梨沙の言葉に従って桃子の様子を描いてみたが、雅の知る桃子のイメージにはそぐわない。

「それ、本当にももの話?」
「それが——本当なんですよ」

ムービー撮ろうかと思いました、と梨沙が茶目っ気たっぷりに笑う。
その様子は、どこか桃子の表情を思わせた。

「その日、夏焼さんとご飯食べて帰るっていうのは聞いていたので、それで」

喧嘩でもしたのかと思ったが、桃子の態度からしてそうではないらしい。
だが、雅の様子を見るに、何やらわだかまりらしきものは存在しているようだ。
もしかしたら、送別会は良い機会になるのではないか。

「それで、お誘いしたわけなんですけど。
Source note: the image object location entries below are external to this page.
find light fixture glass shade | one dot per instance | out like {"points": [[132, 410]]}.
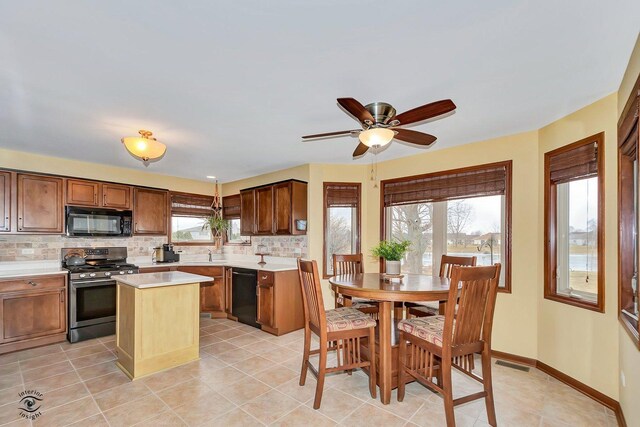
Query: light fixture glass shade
{"points": [[144, 146], [376, 137]]}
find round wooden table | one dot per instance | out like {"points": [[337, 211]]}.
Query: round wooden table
{"points": [[372, 286]]}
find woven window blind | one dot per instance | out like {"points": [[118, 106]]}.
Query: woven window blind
{"points": [[231, 207], [191, 204], [342, 195], [577, 163], [456, 185]]}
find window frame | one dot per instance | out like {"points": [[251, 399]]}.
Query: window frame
{"points": [[628, 211], [358, 228], [508, 167], [550, 227], [187, 213]]}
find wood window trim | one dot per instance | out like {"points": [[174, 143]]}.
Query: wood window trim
{"points": [[550, 251], [324, 220], [508, 167], [627, 215]]}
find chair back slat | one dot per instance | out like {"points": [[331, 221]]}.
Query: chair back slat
{"points": [[347, 264], [313, 303], [476, 303], [449, 261]]}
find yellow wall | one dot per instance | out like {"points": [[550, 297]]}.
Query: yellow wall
{"points": [[55, 165], [570, 339], [629, 356]]}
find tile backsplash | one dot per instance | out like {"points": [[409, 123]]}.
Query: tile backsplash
{"points": [[277, 246], [47, 247]]}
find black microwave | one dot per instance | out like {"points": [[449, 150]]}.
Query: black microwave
{"points": [[90, 222]]}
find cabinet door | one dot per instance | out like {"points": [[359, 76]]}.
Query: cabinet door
{"points": [[282, 211], [264, 210], [82, 193], [32, 314], [39, 204], [5, 201], [150, 211], [116, 196], [247, 211], [265, 304]]}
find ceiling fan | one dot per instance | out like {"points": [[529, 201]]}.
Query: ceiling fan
{"points": [[380, 123]]}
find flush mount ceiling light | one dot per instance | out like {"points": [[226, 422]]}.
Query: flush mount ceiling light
{"points": [[144, 146], [376, 137]]}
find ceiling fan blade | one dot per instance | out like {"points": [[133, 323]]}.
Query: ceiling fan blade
{"points": [[414, 137], [360, 150], [425, 112], [356, 109], [324, 135]]}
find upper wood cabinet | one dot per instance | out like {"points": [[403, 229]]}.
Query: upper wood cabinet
{"points": [[150, 211], [93, 193], [39, 204], [274, 209], [264, 210], [5, 201], [247, 212]]}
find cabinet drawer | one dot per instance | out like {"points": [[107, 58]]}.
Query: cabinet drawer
{"points": [[32, 283], [265, 277]]}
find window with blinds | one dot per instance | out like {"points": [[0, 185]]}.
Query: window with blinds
{"points": [[461, 212], [188, 212], [574, 223], [341, 221]]}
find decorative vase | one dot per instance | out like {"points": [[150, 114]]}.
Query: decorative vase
{"points": [[392, 267]]}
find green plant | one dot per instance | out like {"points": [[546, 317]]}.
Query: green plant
{"points": [[391, 251], [216, 224]]}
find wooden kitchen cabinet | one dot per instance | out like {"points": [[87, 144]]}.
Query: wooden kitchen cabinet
{"points": [[33, 311], [97, 194], [247, 213], [5, 201], [212, 294], [150, 211], [39, 204]]}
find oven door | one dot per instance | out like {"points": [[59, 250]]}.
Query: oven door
{"points": [[92, 302]]}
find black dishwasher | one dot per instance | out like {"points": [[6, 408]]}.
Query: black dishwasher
{"points": [[244, 301]]}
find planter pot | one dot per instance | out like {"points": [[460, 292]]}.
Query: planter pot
{"points": [[392, 267]]}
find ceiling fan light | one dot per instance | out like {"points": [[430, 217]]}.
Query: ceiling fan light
{"points": [[144, 147], [376, 137]]}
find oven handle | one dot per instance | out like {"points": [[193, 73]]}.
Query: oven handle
{"points": [[85, 284]]}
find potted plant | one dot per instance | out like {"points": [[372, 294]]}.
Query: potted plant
{"points": [[217, 225], [392, 252]]}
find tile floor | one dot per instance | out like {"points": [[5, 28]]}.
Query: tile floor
{"points": [[246, 377]]}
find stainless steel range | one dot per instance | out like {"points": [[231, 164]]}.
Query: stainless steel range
{"points": [[92, 289]]}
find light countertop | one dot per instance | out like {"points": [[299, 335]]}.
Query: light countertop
{"points": [[221, 263], [154, 280]]}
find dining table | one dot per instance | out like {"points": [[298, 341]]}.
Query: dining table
{"points": [[387, 291]]}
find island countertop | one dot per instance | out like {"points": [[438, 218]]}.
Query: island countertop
{"points": [[154, 280]]}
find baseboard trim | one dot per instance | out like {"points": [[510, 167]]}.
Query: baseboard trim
{"points": [[588, 391]]}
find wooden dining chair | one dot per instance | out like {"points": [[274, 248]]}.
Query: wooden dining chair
{"points": [[352, 264], [340, 329], [430, 346], [447, 262]]}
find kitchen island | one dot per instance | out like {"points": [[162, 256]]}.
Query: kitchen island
{"points": [[157, 321]]}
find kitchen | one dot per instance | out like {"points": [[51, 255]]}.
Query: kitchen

すみません、ちょっと無理やりで」
「なるほど、ね」

その観察力と推察力に舌を巻きながら、雅は梨沙の話を聞いていた。
外堀が埋められていることは薄々感じていたが、どうやら意図的だったらしい。

573名無し募集中。。。2017/11/14(火) 19:38:22.450

「夏焼さんが来てくださったら、もも姉も絶対喜ぶと思うんです」

送別会の準備をする皆の様子といい、今の梨沙の熱意といい、つくづく桃子は幸せ者だと雅は思った。

「手のかかる大人でごめんね」
「そんなことないです」

けれど、どうしてそこまでしてくれるのか。
雅の問いに、梨沙はわざとらしく腕を組んで小さく唸る。

「もも姉のことも、夏焼さんのことも、好きだから?」
「そっ、そう……」

率直な言い方に、軽くどぎまぎしてしまった。

「夏焼さんと出会ってから、もも姉生き生きしてて」
「……マジ?」

自信のなさから出た素直な言葉に、そうなんですよ、と梨沙の言葉が被さる。

「最近、バイト行く時も楽しそうで。まあ、もも姉が自覚してるかどうか知らないですけど」
「ホントに?」
「ホントなんですってば」

梨沙の言うことが真実なら、こんなに嬉しいことはない。
勝手に緩む頬を隠すように、雅は口元へと手をやった。